The New Zealand dollar rose along with other commodity linked currencies as raw material prices gained and the greenback slipped from a 16-year high.
The local currency rose to 70.37 US cents as at 8am in Wellington from 69.99 cents late yesterday. The trade-weighted index rose to 77.56 from 77.29.
The US dollar index fell, having rallied to its highest levels since 2003 on the prospects of stimulatory US fiscal policy with Donald Trump in the White House and the Republican Party in control of the Senate and Congress.
The CRB Index of 19 commonly traded commodities rose 2.3 percent, led by gains in crude oil and lifting currencies such as the kiwi and the Australian dollar.
US benchmark equity indexes reached record highs overnight.
"The USD has lost some lustre after its strong run and is down against most of the majors," said Jason Wong, currency strategist at Bank of New Zealand, in a note.
"The commodity currencies are all higher."
Investors are awaiting the release this week of the minutes from the latest Federal Reserve policy meeting in a week shortened in the US by the Thanksgiving holiday, which will see its markets closed on Thursday.

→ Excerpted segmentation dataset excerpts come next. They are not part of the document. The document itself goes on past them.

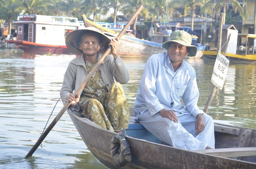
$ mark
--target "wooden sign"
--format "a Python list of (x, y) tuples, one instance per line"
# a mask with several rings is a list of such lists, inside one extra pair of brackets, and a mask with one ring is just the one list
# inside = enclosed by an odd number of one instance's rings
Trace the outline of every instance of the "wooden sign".
[(228, 72), (229, 61), (220, 53), (217, 55), (211, 81), (213, 84), (221, 90), (225, 82)]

The kiwi rose to 78.30 yen from 77.71 yen late yesterday and traded at 4.8498 yuan from 4.8272 yuan.
It slipped to 56.47 British pence from 56.71 pence as the pound strengthened after Prime Minister Theresa May said Britain may still be in the European Union after her departure in 2019. The kiwi rose to 66.37 euro cents from 66.03 cents and rose to 95.71 Australian cents from 95.59 cents.